Stamp of Approval

by | Oct 22, 2012 | People

MANY PEOPLE THINK EVERY FIRST LADY has her own postage stamp, according to Shirley James. “People often ask me: Don’t all the first ladies have their own stamp?” says the former executive assistant to Lady Bird Johnson, who is thrilled that her former boss is about to become only the fifth first lady to have a postage stamp created in her honor. Stamps were also created for first ladies Martha Washington, Abigail Adams, Dolley Madison and Eleanor Roosevelt.

The U.S. Postal Service will begin issuing the Lady Bird Johnson Forever stamps in advance of Mrs. Johnson’s centennial birthday on December 22, 2012.

Mrs. Johnson’s Forever stamp will feature her official White House portrait – an oil painting by Elizabeth Shoumatoff. Five additional stamps – adaptations of stamps originally issued in the 1960s – will be issued along with the Lady Bird Johnson stamp. These commemorate the visible legacy left by her projects to enhance the beauty of cities and highways.
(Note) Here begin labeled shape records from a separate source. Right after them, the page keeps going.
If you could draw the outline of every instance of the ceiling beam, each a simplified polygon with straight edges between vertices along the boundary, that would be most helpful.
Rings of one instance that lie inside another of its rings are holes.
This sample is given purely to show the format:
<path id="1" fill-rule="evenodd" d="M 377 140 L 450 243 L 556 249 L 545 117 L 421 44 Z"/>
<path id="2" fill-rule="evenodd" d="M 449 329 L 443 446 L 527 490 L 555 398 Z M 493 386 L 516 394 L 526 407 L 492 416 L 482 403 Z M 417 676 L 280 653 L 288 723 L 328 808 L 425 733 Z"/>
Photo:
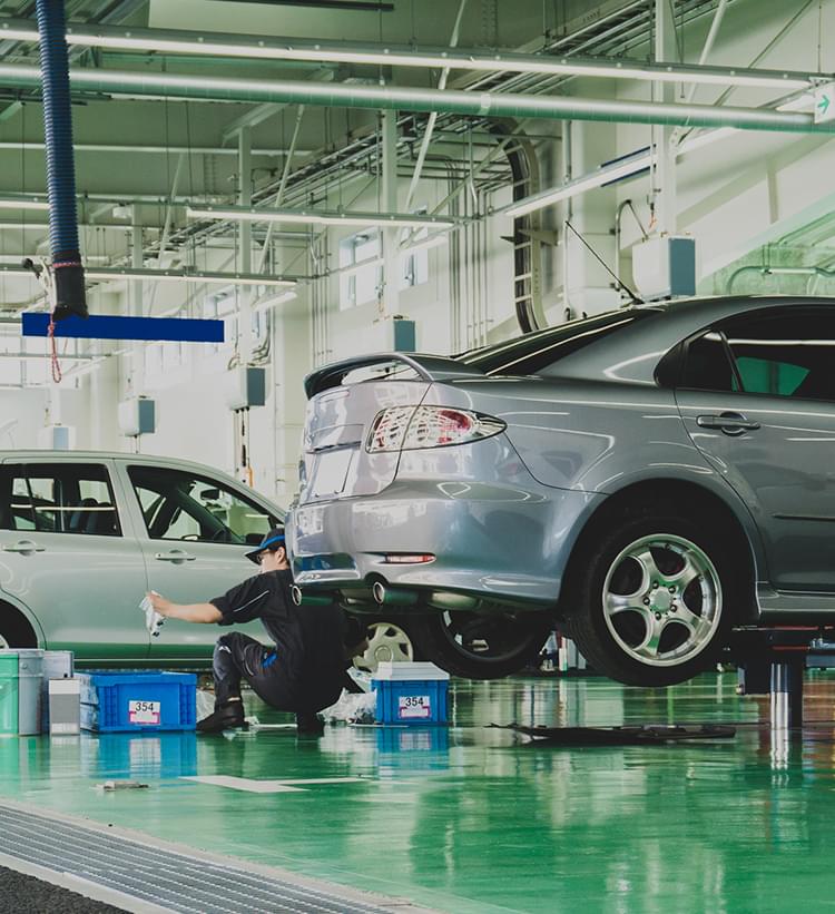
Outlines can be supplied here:
<path id="1" fill-rule="evenodd" d="M 38 40 L 31 20 L 0 20 L 0 38 Z M 548 53 L 493 52 L 483 48 L 452 50 L 380 42 L 317 41 L 304 38 L 227 35 L 184 29 L 126 29 L 118 26 L 69 23 L 70 45 L 110 50 L 203 57 L 238 57 L 262 60 L 297 60 L 322 63 L 366 63 L 385 67 L 446 68 L 477 72 L 544 73 L 606 79 L 646 79 L 714 86 L 759 86 L 786 91 L 828 81 L 832 73 L 814 70 L 766 70 L 744 67 L 708 67 L 686 63 L 648 63 L 628 58 L 562 57 Z"/>
<path id="2" fill-rule="evenodd" d="M 40 69 L 0 65 L 0 85 L 40 87 Z M 529 96 L 511 92 L 468 92 L 414 89 L 402 86 L 322 85 L 294 80 L 228 79 L 167 72 L 76 69 L 70 71 L 76 92 L 154 99 L 202 101 L 293 101 L 328 108 L 439 111 L 470 117 L 541 118 L 628 124 L 736 127 L 740 130 L 835 132 L 835 121 L 815 124 L 813 115 L 763 108 L 715 108 L 710 105 L 626 101 L 573 96 Z M 89 95 L 87 96 L 90 97 Z"/>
The idea for the stamp came from James – who is quick to point out that many influential people worked diligently to make the stamp a reality including Postmaster General W. Marvin Watson.

Beautification Reissued

Alongside the Lady Bird stamp, the Postal Service is re-issuing five stamps that highlight Mrs. Johnson’s efforts in conservation and beautification. Keep an eye out for these five stamps as well:

Mrs. Johnson Centennial birthday stamps

“How moving it was that all five of the living former first ladies showed their affection and admiration for Mrs. J by lending their support. Plus, there was a ‘grassroots’ campaign – with hundreds sending letters of endorsement.

“Mrs. J deserves a stamp,” says James. “We associate her with ‘beautification’ and she made her mark on the American people with her great love for the environment. She created an awareness that has become even more vital today. But we mustn’t forget that Mrs. J did so much more – especially for Head Start.”
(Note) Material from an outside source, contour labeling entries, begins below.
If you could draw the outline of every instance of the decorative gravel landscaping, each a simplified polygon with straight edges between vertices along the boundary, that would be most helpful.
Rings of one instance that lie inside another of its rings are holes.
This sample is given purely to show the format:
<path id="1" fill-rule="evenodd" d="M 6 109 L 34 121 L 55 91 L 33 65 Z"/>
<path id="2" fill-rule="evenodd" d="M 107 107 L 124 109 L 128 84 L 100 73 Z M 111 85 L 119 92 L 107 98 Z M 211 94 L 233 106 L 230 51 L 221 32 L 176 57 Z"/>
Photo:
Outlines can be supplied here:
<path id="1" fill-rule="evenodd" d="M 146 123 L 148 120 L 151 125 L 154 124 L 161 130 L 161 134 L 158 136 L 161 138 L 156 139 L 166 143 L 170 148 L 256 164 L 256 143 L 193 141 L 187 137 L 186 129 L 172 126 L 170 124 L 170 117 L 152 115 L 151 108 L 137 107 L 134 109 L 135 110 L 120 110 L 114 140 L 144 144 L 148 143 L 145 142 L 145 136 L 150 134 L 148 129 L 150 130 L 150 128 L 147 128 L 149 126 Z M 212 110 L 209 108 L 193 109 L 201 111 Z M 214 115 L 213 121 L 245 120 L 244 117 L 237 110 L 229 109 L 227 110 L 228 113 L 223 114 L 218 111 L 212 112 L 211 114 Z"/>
After receiving a call from James, Lyndon K. Boozer – whose mother, Yolanda Boozer, was a long-time secretary to President Johnson – joined in the effort to honor the former first lady whose husband was his namesake.

In 2007, Boozer successfully spearheaded a previous effort to rename the U.S. Department of Education federal building after President Lyndon Baines Johnson.

For the Lady Bird Johnson Centennial stamp, his first call was to Thurgood Marshall, Jr., who was an admirer of the Johnson family and of Mrs. Johnson in particular. President Johnson had appointed his father, Chief Justice Thurgood Marshall, to the U.S. Supreme Court. As it happened, Thurgood Marshall, Jr., was chairman of the Postal Service Board of Governors, and he immediately lent his personal support with a letter of recommendation to the Citizen’s Stamp Advisory Committee.

“A lot of people who knew and loved Mrs. Johnson wanted to see this happen,” says Boozer. “It’s really nice to see her getting credit for her commitment to sustainability, conservation and the environment — all before it was common knowledge that it was the right thing to do.”

In a letter of support for the stamp, Secretary of State Hillary Rodham Clinton wrote, “Lady Bird Johnson was a gracious woman, and one of our nation’s most effective and influential first ladies. Her mark upon our country can easily be found in the legacy of her campaign to beautify our public spaces and preserve and protect our natural environment for future generations to enjoy. Often toiling in the shadow of President Johnson’s oversized personality, Mrs. Johnson was a remarkable woman in her own right, full of energy, intelligence and compassion.”

Postmaster General Patrick Donahoe calls Lady Bird Johnson an environmentalist before the term became part of the American lexicon. The Lady Bird Johnson Forever stamp is the perfect show of gratitude for this environmental leadership on what would have been Mrs. Johnson’s 100th birthday.


The Lady Bird Johnson stamps are being issued as Forever stamps. Forever stamps are always equal in value to the current First-Class Mail one-ounce rate.